About this item

Based on the author's in-depth and award-winning research into archival sources at the Chief Vann House Historic Site in Chatsworth, Georgia, and the Moravian mission sponsored there in the early 1800s, Miles has blended this fascinating history with a contemporary cast of engaging and memorable characters, including Jinx, the free-spirited historian exploring her tribe's complicated racial history; Ruth, whose mother sought refuge from a troubled marriage in her beloved garden and the cosmetic empire she built from its bounty; Cheyenne, the Southern black debutante seeking to connect with a meaningful personal history; and, hovering above them all, the spirit of long-gone Mary Ann Battis, a young woman suspected of burning a mission to the ground and then disappearing from tribal records.



About the Author

Tiya Miles

Tiya Miles was born and raised in Cincinnati, Ohio, where most of her family still resides. She lives in Ann Arbor, Michigan on a tree-lined street with her husband, the academic psychologist Joseph Gone, their delightful twin daughters, and spirited 6-year-old son. Tiya's first book, Ties That Bind: The Story of an Afro-Cherokee Family in Slavery and Freedom, was published by the University of California Press in 2005 and received four awards from historical, humanities, American studies, and Native American studies associations, including the Frederick Jackson Turner prize from the Organization of American Historians for the best first book in American history and recognition from the Native American and Indigenous Studies Association as one of the ten most influential books of the first decade of the twenty-first century.
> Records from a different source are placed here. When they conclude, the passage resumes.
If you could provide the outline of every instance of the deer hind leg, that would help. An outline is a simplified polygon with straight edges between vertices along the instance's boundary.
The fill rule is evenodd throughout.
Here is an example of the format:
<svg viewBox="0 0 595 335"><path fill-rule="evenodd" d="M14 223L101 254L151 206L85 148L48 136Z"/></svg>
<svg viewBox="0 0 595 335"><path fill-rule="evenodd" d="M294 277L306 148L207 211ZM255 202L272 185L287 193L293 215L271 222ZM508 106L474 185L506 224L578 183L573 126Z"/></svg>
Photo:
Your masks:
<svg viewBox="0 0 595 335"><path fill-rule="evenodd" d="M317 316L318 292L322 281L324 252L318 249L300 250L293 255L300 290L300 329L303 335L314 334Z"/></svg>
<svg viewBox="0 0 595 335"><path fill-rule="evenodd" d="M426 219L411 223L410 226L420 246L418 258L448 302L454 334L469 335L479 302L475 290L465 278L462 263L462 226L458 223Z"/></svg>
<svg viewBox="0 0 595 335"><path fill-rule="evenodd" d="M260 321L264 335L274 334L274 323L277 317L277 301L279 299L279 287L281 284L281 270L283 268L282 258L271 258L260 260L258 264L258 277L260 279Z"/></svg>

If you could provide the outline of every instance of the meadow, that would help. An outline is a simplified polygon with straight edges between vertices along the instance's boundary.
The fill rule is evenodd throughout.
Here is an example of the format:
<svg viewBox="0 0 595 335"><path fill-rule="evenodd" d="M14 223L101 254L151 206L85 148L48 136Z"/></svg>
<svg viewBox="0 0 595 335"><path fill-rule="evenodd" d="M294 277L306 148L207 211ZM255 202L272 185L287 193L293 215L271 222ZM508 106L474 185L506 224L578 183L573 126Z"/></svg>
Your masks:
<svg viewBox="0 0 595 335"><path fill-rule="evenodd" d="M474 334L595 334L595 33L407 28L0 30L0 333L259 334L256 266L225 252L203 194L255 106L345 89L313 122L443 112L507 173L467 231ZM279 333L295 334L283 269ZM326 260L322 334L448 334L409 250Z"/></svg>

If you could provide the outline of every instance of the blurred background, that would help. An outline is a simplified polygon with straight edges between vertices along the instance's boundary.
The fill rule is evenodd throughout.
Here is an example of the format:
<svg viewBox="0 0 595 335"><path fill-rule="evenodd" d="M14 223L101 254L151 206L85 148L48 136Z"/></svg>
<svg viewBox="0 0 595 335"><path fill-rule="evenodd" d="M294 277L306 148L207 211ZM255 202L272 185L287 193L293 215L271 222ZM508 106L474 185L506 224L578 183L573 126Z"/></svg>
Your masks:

She is also the author of The House on Diamond Hill: A Cherokee Plantation Story, published by the University of North Carolina Press in 2010, which was awarded three historical book prizes including the best book award from the National Council on Public History. Miles is the co-editor, with Sharon P. Holland, of Crossing Waters, Crossing Worlds: The African Diaspora in Indian Country (2006) and has published various personal essays on race, feminism and identity as well as academic articles on women's history and black and Native interrelated experience. In 2011, she was the recipient of a MacArthur Foundation Fellowship.